The last hundred pages or so, that I’ve read thus far, is where the focus of this post lies. In the beginning of the book, she serves the clients she chooses, now she is forced to serve her captor. And, while in the Beauty trilogy (I’ve only read the first), this type of situation bothered me, it was a different situation and style of writing. Phedre is aroused by the humiliation of being his slave, and by being roughly used by him. The curse of Kushiel’s Dart, which made her such a special commodity in her previous life, now is her survival. The treatment which could have broken other women, she physically enjoys. Though, she feels betrayed by her body for her enjoyment of it. I feel that it serves to keep her alive and fighting.

I am in no such situation, but it is very interesting to me to identify with a character’s sexual identity so clearly. My best childhood friend told me I should read this book a very long time ago. Sometimes, I wonder if she really understands me, but reading this, I feel like maybe she understands far better than I realized. Or maybe she just thought it would speak to my interests. Either way, I must remember to thank her.

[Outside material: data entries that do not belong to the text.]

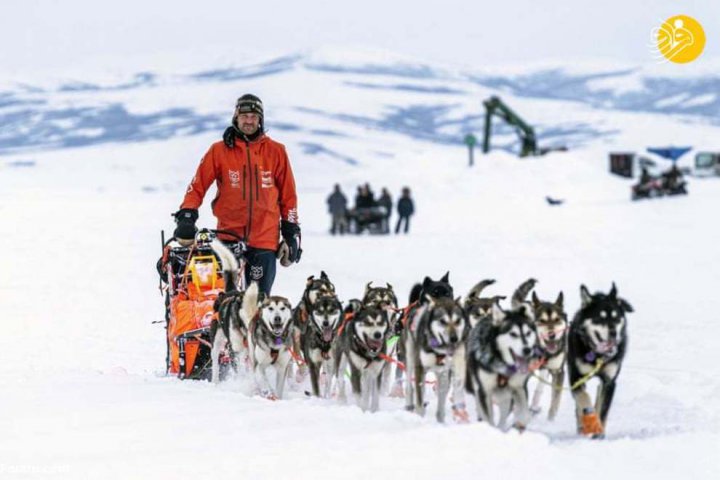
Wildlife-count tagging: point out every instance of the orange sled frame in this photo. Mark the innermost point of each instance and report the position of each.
(191, 279)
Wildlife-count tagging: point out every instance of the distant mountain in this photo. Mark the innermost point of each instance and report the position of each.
(398, 95)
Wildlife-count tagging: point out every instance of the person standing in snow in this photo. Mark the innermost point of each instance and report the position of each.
(385, 201)
(256, 197)
(337, 205)
(406, 208)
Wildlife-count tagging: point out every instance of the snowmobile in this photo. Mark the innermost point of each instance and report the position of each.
(666, 184)
(652, 187)
(191, 280)
(367, 218)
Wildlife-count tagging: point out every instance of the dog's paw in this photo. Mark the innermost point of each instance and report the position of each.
(591, 426)
(397, 390)
(460, 414)
(268, 395)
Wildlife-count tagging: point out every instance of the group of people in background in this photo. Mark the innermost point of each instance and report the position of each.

What does this have to do with Aldonza? The quote that comes to mind is: “Blows and abuse I can take and give back again, Tenderness I cannot bear” ~Aldonza, Man of La Mancha. It is not that I cannot bear tenderness, fortunately. I do, however, become far more shy, and awkward about the more tender and traditionally intimate side of my desires. Honestly, I’m far more okay with asking someone to beat me, because that seems a much easier yes or no question. Asking someone for more intimacy, has so much more attached to it. Phedre thinks nothing of going to a client for brutal scenes, but her love for her patron is far harder for her to deal with She is trained well as a spy, but when the woman who can arouse her with a look puts a collar around her neck, she can concentrate on no other person the rest of the night.